Um estudo conduzido por uma equipe de médicos franceses pode alterar profundamente o que se sabe sobre a transmissão do novo coronavírus na Europa.
Análises de exames realizados ainda no fim do ano passado apontaram que em dezembro um pescador – que não fizera nenhuma viagem ao exterior em mais de um ano – estava com Covid-19. Oficialmente, autoridades francesas consideram que a doença foi diagnosticada no país pela primeira vez um mês depois. Na China, estima-se que o novo coronavírus começou a circular no fim do ano passado – o primeiro alerta sobre a doença foi recebido pela Organização Mundial de Saúde (OMS) em 31 de dezembro.

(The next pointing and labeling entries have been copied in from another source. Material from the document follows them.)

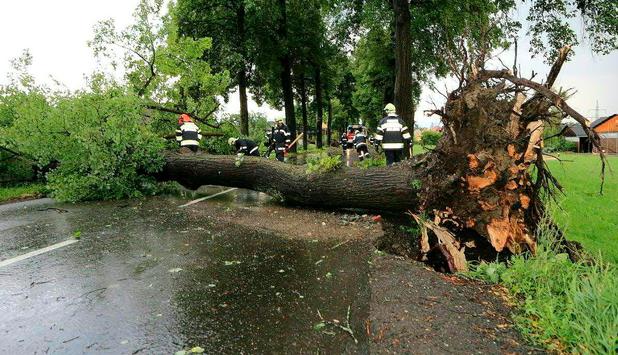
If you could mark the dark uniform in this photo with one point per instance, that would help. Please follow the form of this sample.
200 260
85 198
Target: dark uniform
344 142
392 132
247 147
281 139
270 143
188 134
360 143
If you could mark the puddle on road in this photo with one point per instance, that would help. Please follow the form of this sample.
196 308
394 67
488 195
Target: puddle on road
146 275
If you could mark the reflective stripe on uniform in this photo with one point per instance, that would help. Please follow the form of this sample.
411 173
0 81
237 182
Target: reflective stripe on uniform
391 125
392 145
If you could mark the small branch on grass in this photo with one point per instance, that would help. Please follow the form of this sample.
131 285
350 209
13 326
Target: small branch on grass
335 323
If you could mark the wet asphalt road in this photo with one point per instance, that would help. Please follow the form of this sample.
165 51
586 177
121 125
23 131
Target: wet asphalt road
147 277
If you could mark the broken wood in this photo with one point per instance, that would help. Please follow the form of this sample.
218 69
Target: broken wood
476 186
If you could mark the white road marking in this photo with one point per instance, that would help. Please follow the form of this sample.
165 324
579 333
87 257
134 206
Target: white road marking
37 252
207 197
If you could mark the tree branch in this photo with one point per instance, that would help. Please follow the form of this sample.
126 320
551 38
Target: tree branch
557 102
201 119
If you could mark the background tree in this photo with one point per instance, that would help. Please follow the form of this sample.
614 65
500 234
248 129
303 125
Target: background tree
161 67
231 28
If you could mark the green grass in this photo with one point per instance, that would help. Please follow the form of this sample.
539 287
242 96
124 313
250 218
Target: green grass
586 216
561 305
14 192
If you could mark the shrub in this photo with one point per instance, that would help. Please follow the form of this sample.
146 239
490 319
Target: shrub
574 303
372 162
559 144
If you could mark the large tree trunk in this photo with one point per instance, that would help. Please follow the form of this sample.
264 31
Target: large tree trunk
286 74
475 189
244 111
380 188
242 73
303 106
403 62
330 120
319 108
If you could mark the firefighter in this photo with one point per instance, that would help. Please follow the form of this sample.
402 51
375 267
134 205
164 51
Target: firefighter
244 146
269 143
392 132
344 143
360 143
281 139
188 134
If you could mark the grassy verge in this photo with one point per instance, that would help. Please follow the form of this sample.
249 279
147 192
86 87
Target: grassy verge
561 305
22 191
586 216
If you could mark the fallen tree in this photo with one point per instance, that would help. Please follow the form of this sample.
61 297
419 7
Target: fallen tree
477 186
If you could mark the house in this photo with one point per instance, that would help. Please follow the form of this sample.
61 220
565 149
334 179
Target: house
606 128
575 133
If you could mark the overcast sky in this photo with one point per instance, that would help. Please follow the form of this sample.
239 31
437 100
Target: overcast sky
56 32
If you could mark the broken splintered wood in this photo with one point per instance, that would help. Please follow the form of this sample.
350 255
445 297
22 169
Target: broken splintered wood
448 245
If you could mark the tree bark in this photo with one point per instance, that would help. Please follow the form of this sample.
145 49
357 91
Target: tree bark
286 74
403 63
244 111
303 107
319 108
330 120
476 189
373 189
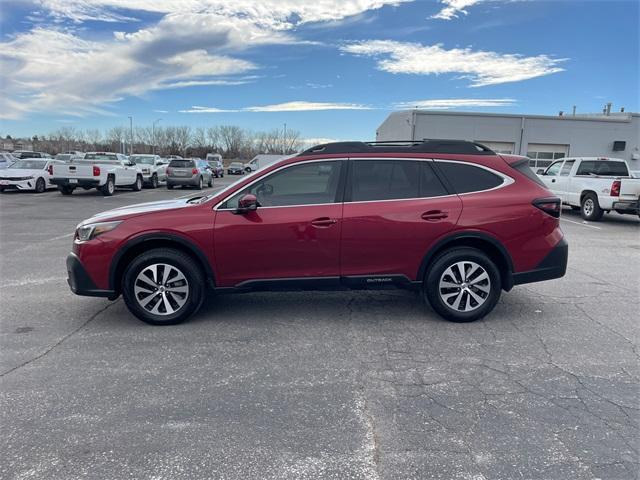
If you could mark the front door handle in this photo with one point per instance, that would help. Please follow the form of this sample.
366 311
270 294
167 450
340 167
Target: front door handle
433 215
323 222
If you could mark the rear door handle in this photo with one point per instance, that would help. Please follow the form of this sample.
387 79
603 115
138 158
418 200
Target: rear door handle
323 222
433 215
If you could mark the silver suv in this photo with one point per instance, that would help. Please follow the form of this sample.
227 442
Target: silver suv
192 172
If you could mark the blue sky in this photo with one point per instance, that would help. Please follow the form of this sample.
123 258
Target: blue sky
332 69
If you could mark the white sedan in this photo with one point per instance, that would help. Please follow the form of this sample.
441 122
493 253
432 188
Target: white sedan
31 174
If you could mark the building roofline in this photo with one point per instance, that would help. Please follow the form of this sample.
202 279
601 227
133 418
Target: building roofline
617 118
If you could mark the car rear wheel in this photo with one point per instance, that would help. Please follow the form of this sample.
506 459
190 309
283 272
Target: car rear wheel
163 286
137 186
108 188
41 186
462 285
590 208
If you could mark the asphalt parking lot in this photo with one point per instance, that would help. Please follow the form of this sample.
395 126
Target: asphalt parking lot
316 385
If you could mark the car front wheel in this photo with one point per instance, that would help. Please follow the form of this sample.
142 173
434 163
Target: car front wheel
463 285
163 286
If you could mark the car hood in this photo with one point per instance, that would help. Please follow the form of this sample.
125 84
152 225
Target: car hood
20 172
139 209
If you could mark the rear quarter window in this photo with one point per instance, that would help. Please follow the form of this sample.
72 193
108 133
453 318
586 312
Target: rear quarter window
466 178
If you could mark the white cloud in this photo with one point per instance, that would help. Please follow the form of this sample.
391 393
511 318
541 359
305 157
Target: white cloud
275 14
453 8
195 43
200 109
301 106
297 106
450 103
481 67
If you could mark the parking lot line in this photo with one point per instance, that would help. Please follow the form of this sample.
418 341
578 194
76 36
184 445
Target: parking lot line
581 224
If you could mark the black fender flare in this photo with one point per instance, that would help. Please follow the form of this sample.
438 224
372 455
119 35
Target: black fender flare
164 237
462 236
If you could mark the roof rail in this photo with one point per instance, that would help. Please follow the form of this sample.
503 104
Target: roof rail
402 146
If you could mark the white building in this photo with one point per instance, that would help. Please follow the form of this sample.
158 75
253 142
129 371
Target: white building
541 138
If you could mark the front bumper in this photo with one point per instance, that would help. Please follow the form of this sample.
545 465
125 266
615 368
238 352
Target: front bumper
81 283
192 181
18 184
76 182
554 265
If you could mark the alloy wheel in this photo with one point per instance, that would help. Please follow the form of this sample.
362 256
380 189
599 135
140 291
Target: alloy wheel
161 289
464 286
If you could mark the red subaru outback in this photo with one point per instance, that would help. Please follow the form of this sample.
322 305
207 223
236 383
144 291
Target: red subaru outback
449 218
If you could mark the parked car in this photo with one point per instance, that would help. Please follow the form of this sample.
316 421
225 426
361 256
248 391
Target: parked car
31 174
236 168
192 172
451 219
261 161
6 159
29 154
154 168
69 156
215 162
104 171
593 185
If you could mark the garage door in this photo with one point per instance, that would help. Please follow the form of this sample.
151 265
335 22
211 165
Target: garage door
543 154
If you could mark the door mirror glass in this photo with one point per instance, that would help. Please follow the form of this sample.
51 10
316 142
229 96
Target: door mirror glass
247 203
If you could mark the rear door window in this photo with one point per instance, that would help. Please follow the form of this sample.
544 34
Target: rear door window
181 164
465 178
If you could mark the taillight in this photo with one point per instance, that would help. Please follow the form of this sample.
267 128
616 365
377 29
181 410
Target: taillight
615 188
549 205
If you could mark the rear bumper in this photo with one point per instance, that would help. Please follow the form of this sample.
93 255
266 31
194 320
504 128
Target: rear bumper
627 207
81 283
554 265
79 182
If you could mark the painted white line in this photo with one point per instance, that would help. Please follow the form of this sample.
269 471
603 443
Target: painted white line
581 224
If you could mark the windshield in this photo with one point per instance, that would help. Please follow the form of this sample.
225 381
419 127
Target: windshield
100 156
143 159
29 164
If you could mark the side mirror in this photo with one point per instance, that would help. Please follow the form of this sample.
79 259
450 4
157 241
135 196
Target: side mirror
247 203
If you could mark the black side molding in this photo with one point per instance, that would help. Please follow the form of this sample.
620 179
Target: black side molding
554 265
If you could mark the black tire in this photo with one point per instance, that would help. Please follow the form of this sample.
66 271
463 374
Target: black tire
590 208
446 307
41 185
186 265
109 187
137 186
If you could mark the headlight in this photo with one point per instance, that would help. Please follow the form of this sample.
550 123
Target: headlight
92 230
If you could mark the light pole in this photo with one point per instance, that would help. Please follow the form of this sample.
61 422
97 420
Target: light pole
153 134
131 135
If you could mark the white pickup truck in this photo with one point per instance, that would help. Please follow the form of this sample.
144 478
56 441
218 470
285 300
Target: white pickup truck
593 185
102 170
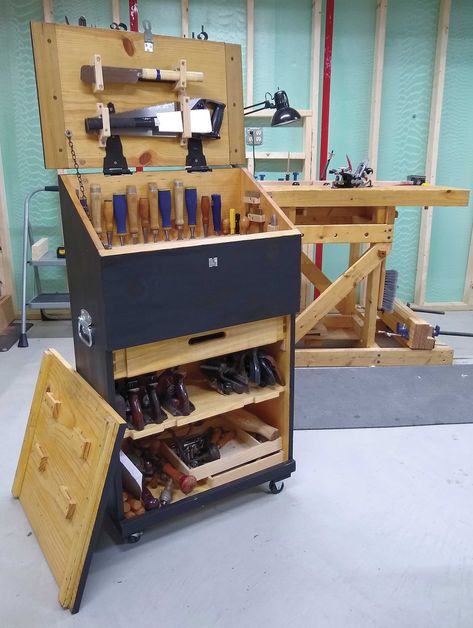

“A identificação do primeiro paciente infectado é de grande interesse epidemiológico, pois altera drasticamente nosso conhecimento sobre a SARS-COV-2 e sua disseminação no país (França). Além disso, a ausência de um vínculo com a China e a falta de viagens recentes sugerem que a doença já estava se espalhando entre a população francesa no final de dezembro de 2019”, diz trecho de artigo publicado na plataforma ScienceDirect.
O estudo
O estudo é liderado pelo médico francês Yves Cohen, que junto com outros profissionais revisou os exames de 14 entre 58 pacientes que foram internados em UTIs da França entre 2 de dezembro de 2019 e 16 de janeiro de 2020, com diagnóstico semelhante ao de terem contraído influenza. Os novos exames, contudo, apontaram que um paciente de 42 anos estava na verdade com o novo coronavírus.
O paciente foi identificado pela rede inglesa BBC como sendo Amirouche Hammar, um argelino que mora na França. Ele se apresentou à emergência de um hospital próximo a Paris em 27 de dezembro, e ficou dois dias na UTI com tosse seca, febre e dificuldade para respirar.
A conclusão do estudo conduzido por Cohen fez com que a Organização Mundial da Saúde (OMS) pedisse na terça-feira (5) que outros países revisem exames de pacientes diagnosticados com pneumonia nos dois últimos meses de 2019.
Impacto
Ao Estadão, dois pesquisadores da Universidade Federal de Juiz de Fora (UFJF) analisaram possíveis impactos de um novo marco do início da disseminação do coronavírus. Ambos apontam que isso não necessariamente teria impacto na curva de contaminação – o crescimento seria parecido -, mas poderia ter antecipado políticas para evitar o contágio.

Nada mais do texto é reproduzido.